Заседание началось точно, как было намечено. И вот после речи председателя оба они разом вопросительно повернулись друг к другу. Потом, пользуясь возникшим в перерыве шумом, оба торопливо поднялись, вышли опять в Екатерининский зал. Около окна, выходящего в сад, они долго стояли и смотрели друг на друга, не умея точно выразить свои мысли, не зная, как и с чего начать. Многие, кроме них, также недоуменно обменивались вокруг своими впечатлениями.
— Постой-ка… — сомнительно сказал, наконец, Кирилл Зубков. — Что-то я — не того… Что он сказал- то? В чем же, значит, главная опасность, где наш самый сильный враг? Выходит, что не белые на фронте, не шпионы в тылу, а своя трусость?.. Трусость, которая сидит в рабочих и крестьянах? Рабская трусость? Так что ли? Братец ты мой… да как это у него язык повернулся?..
Григорий Николаевич странно смотрел в одну точку.
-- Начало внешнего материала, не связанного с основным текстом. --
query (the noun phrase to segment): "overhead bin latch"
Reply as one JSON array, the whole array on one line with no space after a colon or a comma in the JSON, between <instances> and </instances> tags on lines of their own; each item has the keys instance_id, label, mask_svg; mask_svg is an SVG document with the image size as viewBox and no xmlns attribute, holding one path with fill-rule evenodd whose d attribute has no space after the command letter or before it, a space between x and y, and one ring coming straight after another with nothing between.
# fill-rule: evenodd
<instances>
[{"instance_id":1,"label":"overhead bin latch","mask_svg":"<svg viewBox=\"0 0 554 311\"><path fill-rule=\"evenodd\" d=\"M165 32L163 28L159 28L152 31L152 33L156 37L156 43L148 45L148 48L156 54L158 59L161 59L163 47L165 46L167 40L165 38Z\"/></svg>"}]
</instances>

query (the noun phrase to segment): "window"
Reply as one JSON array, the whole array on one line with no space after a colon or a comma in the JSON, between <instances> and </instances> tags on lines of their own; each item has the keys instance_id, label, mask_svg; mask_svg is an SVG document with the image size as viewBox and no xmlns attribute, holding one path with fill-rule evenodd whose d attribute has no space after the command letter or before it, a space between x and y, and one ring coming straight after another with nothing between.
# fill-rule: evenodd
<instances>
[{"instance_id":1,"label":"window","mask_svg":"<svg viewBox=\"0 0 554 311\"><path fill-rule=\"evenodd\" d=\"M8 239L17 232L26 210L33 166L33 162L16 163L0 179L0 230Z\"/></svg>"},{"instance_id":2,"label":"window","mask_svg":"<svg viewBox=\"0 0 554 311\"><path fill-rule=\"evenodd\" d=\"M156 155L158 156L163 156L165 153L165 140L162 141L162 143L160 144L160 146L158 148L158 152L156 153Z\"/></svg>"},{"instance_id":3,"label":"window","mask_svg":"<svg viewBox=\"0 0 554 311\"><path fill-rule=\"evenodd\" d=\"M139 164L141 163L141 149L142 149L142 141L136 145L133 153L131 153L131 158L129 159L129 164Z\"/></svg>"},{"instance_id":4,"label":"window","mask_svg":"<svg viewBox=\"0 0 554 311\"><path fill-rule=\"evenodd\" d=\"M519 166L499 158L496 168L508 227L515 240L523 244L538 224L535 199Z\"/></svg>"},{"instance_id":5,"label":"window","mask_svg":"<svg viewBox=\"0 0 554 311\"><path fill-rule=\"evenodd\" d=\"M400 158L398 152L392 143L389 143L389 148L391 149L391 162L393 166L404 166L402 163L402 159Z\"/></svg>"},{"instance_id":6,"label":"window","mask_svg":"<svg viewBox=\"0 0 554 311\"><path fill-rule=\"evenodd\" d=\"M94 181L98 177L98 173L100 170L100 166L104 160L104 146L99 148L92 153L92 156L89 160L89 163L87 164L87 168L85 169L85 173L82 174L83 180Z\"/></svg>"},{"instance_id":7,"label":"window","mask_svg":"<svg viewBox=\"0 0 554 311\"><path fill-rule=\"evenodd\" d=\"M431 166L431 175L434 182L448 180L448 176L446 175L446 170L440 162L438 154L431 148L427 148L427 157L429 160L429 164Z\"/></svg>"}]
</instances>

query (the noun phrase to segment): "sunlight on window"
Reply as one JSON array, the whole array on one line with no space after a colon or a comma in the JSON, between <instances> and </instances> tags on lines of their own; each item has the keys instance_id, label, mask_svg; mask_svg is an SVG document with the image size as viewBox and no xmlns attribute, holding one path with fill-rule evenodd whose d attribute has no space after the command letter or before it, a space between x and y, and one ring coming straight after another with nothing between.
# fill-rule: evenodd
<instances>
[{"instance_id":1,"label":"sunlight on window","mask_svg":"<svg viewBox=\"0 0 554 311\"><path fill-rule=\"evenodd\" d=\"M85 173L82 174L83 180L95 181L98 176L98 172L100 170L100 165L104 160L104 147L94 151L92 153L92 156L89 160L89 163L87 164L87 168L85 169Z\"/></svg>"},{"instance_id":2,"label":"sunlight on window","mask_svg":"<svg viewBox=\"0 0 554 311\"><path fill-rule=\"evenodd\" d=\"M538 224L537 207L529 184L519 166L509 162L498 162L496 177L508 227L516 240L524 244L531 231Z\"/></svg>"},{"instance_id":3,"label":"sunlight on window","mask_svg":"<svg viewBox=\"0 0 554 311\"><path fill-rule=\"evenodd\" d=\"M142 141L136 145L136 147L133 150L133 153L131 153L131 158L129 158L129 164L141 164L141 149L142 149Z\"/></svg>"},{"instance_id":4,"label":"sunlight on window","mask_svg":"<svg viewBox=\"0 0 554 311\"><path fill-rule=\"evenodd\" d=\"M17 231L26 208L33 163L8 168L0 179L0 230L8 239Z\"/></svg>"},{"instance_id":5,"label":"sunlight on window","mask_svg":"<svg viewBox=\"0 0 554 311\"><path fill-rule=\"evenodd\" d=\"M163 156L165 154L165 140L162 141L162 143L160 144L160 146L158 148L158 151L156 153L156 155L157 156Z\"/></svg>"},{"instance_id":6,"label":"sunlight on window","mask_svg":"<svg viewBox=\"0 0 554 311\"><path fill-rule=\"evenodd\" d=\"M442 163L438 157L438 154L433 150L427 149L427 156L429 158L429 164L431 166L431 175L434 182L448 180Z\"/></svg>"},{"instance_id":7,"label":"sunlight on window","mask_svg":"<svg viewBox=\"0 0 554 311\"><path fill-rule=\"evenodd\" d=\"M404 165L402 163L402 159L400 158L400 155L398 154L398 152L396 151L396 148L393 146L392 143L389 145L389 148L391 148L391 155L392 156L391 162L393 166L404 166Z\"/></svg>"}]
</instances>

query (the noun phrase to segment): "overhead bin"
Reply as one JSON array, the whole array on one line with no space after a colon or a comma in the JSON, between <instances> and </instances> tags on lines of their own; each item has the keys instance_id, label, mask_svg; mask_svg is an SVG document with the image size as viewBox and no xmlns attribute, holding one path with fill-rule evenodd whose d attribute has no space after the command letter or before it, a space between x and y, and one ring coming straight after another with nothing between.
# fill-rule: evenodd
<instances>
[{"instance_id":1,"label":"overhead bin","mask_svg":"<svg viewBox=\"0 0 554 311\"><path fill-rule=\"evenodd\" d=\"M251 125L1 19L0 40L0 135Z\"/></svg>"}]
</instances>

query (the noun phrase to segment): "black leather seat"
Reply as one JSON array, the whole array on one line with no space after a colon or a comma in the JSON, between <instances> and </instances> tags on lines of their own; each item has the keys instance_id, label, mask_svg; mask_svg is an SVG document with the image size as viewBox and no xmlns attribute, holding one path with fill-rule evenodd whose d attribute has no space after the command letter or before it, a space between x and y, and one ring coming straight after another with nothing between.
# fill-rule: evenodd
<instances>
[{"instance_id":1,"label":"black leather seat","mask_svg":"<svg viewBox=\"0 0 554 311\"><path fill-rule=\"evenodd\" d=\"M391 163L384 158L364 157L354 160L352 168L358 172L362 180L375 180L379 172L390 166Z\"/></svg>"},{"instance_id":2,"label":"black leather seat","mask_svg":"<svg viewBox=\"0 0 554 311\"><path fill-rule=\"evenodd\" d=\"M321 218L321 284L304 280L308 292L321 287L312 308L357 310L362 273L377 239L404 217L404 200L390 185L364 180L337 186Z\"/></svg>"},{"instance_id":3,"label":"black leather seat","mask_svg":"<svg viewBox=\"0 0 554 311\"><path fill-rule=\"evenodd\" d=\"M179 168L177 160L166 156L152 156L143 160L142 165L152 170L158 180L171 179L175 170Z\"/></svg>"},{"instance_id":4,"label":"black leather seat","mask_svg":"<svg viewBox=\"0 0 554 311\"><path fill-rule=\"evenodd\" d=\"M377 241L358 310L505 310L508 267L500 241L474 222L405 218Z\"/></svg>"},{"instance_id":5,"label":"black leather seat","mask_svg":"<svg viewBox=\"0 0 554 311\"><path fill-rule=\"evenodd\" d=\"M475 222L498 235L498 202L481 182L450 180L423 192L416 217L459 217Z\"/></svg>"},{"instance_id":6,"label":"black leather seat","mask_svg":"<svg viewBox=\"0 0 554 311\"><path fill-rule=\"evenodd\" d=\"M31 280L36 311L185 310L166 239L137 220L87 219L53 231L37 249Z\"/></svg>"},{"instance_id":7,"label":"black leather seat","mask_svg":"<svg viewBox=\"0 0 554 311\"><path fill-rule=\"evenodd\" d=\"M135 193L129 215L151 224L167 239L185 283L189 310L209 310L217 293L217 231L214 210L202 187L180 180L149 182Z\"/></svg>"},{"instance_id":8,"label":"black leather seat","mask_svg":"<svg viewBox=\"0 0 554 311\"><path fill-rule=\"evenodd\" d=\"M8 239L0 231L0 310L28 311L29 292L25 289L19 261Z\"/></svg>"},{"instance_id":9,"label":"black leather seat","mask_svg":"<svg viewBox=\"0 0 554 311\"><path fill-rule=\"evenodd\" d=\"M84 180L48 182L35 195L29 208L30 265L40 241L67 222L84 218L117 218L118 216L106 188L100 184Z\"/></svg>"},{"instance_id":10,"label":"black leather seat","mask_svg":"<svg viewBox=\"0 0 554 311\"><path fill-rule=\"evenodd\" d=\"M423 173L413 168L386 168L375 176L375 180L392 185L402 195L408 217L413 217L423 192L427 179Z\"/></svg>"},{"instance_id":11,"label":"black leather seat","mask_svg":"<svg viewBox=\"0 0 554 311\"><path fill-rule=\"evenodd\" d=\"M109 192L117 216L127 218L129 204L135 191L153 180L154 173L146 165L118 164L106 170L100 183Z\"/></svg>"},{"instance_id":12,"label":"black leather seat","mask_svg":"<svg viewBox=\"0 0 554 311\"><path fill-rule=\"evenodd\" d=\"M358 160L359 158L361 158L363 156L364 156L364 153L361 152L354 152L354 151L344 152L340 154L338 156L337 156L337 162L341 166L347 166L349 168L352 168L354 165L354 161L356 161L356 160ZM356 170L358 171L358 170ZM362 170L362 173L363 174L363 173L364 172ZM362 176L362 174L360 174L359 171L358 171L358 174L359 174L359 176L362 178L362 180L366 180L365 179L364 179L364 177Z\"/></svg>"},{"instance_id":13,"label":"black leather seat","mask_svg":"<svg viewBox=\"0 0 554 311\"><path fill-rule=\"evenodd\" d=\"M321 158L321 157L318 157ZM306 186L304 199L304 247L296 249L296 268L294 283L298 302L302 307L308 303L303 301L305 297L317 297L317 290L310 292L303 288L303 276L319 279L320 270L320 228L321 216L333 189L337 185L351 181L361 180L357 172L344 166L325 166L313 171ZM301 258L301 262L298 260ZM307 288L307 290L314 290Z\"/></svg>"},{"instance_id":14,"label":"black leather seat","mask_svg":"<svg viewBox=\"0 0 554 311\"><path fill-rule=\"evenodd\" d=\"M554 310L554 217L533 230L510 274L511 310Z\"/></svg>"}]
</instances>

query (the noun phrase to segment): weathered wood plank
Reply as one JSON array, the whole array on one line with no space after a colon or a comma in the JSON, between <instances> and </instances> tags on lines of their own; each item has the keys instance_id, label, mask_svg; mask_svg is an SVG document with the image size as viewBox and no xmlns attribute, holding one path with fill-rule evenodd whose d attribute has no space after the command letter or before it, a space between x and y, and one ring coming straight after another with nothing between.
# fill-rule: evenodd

— Не так он говорил. Не этими словами…
— Как не этими? Я, брат, точно запомнил. Как же так, Гриша! Что же это он? Кроме паники да страха, ничего в Красной Армии не разглядел? У кого это рабство в крови? У твоего Васюка, который по доброй воле на смерть пошел? У Вани Дроздова? Трижды ранен человек, грудь прострелена, как решето, и опять в самую жару рвется… Павлик Лепечев, щуринок твой, балтийская душа — он что ли паникер? Да ведь это же…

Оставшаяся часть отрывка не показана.